Pie Week Day 1: The Perfect Pie Crust

 

Welcome to Pie Week!  Today we are going to talk about making the perfect pie crust.  


5 Tips for a Successful Pie Crust
1.  You want to make pastry that is tender and flaky, so you must use correct ingredients, measure them correctly, and follow the written instructions.   This is not a time for improvisation.    
 

2.  Stir flour (I use a whisk), then lightly spoon into the correct measuring cup(s).  
 
3.  Handle the dough as gently as possible.  Gluten develops when the flour is moistened and stirred.  It provides a structure that traps steam during baking, and helps make the pastry flaky. 

4.  Be careful not to over mix when adding the liquid.  After adding liquid, just press the ingredients together to moisten the flour rather than mixing and developing gluten. 

5.  Gather and press dough together with your hands, and flatten it into a disc to make rolling the correct size and shape easier.




Pie Dough
Recipe makes 6 pie crust or 3 double crust pies

In a shallow bowl place:
6 cups of flour
3 cups of Butter Flavor Crisco
3 teaspoons salt

Mix together with clean fingers until the mixture resembles corn meal.

Add 1 ½ cold cups water.  Fold together to form a soft ball of dough. Do NOT knead the dough you just want to combined it.  

 At this point the dough should look marbled.  Divide into 6 pieces. 


 On a floured, work with one piece, roll out with a rolling pin until the dough is very thin.  

Carefully fold into half and then in half again, so it looks like  a triangle.  

Carefully place in pie plate unfold and EASE the crust down into the pan.   The crust should nestle down into the corners.  Don't stretch it ease it down.

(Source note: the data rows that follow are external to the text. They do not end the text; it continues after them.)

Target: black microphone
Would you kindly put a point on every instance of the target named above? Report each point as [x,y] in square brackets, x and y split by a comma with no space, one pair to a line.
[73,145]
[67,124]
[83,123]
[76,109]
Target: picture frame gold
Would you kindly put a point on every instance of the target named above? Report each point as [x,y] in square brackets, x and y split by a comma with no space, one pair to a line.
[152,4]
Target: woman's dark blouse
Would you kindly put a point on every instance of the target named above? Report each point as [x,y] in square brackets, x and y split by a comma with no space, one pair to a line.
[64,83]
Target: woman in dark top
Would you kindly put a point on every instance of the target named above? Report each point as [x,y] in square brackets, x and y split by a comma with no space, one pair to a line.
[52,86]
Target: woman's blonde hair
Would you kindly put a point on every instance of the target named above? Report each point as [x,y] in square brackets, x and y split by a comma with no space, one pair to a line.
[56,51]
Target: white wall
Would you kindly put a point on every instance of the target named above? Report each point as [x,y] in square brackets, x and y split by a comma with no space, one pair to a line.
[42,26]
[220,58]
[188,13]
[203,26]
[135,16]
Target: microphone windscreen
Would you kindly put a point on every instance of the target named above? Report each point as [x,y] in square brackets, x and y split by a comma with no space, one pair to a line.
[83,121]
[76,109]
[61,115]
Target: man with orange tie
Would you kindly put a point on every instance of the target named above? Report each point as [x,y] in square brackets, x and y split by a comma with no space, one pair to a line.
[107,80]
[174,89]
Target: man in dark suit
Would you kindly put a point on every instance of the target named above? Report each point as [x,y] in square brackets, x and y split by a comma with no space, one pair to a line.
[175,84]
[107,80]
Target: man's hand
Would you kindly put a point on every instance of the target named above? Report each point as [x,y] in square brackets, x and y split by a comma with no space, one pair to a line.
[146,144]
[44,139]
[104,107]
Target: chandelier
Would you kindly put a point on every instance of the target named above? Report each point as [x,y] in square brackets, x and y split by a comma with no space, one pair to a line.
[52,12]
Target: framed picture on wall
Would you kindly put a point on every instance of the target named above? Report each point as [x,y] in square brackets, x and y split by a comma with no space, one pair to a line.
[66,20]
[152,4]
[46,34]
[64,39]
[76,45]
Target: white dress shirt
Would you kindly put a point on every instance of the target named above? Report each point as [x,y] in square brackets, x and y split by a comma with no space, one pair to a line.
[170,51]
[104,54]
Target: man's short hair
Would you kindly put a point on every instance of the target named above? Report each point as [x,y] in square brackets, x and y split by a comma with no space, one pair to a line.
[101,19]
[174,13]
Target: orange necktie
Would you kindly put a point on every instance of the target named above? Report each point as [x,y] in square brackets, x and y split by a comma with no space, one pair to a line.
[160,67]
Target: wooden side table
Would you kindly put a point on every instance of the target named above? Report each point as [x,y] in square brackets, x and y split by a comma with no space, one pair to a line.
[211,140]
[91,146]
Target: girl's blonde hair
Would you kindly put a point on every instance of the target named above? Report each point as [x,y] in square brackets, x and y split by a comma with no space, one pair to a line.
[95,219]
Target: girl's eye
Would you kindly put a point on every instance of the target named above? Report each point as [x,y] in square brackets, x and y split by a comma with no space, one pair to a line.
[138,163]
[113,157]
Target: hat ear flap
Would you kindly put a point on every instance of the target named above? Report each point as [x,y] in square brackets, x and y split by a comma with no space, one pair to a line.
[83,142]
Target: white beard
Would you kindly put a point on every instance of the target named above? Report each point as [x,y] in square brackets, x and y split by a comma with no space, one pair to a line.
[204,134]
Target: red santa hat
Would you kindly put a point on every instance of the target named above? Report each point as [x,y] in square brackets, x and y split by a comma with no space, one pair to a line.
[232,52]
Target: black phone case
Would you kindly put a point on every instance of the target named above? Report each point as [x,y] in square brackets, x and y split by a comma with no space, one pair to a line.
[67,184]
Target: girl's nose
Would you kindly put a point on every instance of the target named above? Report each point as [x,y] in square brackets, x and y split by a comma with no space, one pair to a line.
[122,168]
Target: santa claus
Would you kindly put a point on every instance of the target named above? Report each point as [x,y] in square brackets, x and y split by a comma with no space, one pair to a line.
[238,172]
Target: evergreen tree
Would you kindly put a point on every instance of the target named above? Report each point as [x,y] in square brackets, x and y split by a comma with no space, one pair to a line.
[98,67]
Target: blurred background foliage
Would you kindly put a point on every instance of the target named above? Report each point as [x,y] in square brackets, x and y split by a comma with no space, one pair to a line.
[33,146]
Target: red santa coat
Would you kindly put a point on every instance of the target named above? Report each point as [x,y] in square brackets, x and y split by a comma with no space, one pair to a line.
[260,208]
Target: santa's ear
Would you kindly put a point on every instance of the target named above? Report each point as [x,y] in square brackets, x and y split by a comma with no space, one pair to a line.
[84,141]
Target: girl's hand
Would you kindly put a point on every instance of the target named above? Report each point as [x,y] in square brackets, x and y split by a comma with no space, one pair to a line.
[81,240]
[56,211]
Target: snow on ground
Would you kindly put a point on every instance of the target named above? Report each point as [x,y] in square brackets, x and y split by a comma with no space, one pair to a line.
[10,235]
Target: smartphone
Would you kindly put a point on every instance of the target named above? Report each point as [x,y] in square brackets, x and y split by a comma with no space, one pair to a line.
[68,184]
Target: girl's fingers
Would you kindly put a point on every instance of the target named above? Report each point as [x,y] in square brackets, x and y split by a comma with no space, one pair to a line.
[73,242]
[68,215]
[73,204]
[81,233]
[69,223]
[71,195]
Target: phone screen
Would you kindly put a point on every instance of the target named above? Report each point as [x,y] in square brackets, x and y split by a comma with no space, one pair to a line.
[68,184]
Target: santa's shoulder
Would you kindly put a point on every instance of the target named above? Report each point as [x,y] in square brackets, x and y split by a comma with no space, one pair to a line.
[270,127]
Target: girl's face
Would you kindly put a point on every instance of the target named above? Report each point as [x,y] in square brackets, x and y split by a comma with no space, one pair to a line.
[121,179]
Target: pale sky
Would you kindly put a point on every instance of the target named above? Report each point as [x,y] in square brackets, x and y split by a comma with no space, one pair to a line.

This is the dough set on the pan. 



This is the dough eased in.  You pick it up and gently help it fill the corners of the pan.



 Flueting the Edges

Cut off any dough that hangs down on to the counter




Tuck the extra dough under.  So it creates a mound of dough on the rim of the pie pan.


Using your pointer finger and thumb on one hand and your pointer finger on the other pinch the dough to create a wavy crust. 




Pie shells that are to be baked unfilled should be poked with a fork. 



Unfilled pies need to have weight in them when you bake them (or weird bubbles happen).  line the pie crust with parchment paper and fill with dry beans.  Be sure to LINE the pie with something or the beans will make the crust taste funny. 

Double crust pies need vent holes cut in them.  I used these Pie Cookie Cutters
to cut out a design.  If you are making a LOT of pies be sure to cut different designs in each pie so you can tell the difference. 

Brush the top of you pie crush with milk or egg white to create a beautifully browned crust. 
**Remember to always keep pie dough covered in an airtight container when not working with it. 

Filled pies often leak in the oven.  Place pie on a cookie sheet before placing in the oven, than any drips will be on the cookie sheet and not in your oven.

Bake on the bottom rack of the oven. 
Filled pies at 375 for 1 hour (allow an extra 10 minutes if you are baking frozen pies) If you are using a glass pan (and they do work better) bake at 350.  Bake Pie shells for 8-10 minutes.


Fun Stuff – Flavored Pastry

Add one of the following to the flour before mixing:
}  1 t. cinnamon
}  1 ½ t. citrus peel
}  2 T. finely chopped nuts
}  1 t. celery seed

Fun Stuff – Garnishes

}   Place a doily or stencil on top of pie.  Sprinkle with powdered sugar, cocoa powder or ground nuts.
}   Drizzle syrup on the plate before placing pie on it, or place pie on the plate, and drizzle over pie and plate.
}   Blend fruit and pour a thin layer of “sauce” on the plate.  Drop chocolate syrup or heavy cream at intervals, and drag a knife blade through the dots to “Sauce Paint”.
}   Pastry cut-outs can be placed on, or around the edge of an un-cooked shell.  They may    also be baked at 450° for up to 10 minutes, and arranged on top of a cooked pastry.